1/4 de século!

Sexta a noite e eu aqui postando num blog que aparentemente só posto quando quero desabafar. Os posts que jogo aqui são praticamente gritos em cavernas. Poucos leem e os que chegam a ler “escutam” minhas palavras como alguém que escuta um eco e só. Mas mesmo assim me sinto ouvido por aqui.

Este ano será um marco para minha vida. Disso eu não tenho dúvidas. Mas me assusta não saber exatamente o quão impactante serão os próximos acontecimentos que me esperam. Em junho completo 25 aninhos de idade. O corpo já não é mais o mesmo. Tô claramente mais velho. Tá mais difícil ainda conseguir aquele corpo que nunca cheguei perto de ter.
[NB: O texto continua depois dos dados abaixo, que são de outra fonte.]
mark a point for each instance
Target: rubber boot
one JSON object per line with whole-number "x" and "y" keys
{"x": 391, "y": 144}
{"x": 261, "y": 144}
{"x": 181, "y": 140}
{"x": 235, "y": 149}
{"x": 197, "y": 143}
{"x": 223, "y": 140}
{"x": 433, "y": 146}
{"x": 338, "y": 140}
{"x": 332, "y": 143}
Metabolismo tá lento e as células tão morrendo. Um quarto de século já pesa nas costas de qualquer um, né? Imagina nas minhas.

E como não podia faltar, 2010 começou com uma amostra de vários homens (mais velhos que eu) sarados, bonitos e gostosos trancafiados numa casa a.k.a BBB10. Isso me incomoda profundamente. Mas fazer o quê, né? Tenho é que fechar a boca e malhar a fim de tentar ser aceitavelmente visível para alguém nesta sociedade que cultua o corpo e a beleza a qual faço parte e não me excluo.

Meu horizonte

Esse deveria ser um post de desabafo, mas as palavras sumiram da minha cabeça. Devo arrumar uma maneira de postar a caminho do trabalho ou durante minha série preferida de TV!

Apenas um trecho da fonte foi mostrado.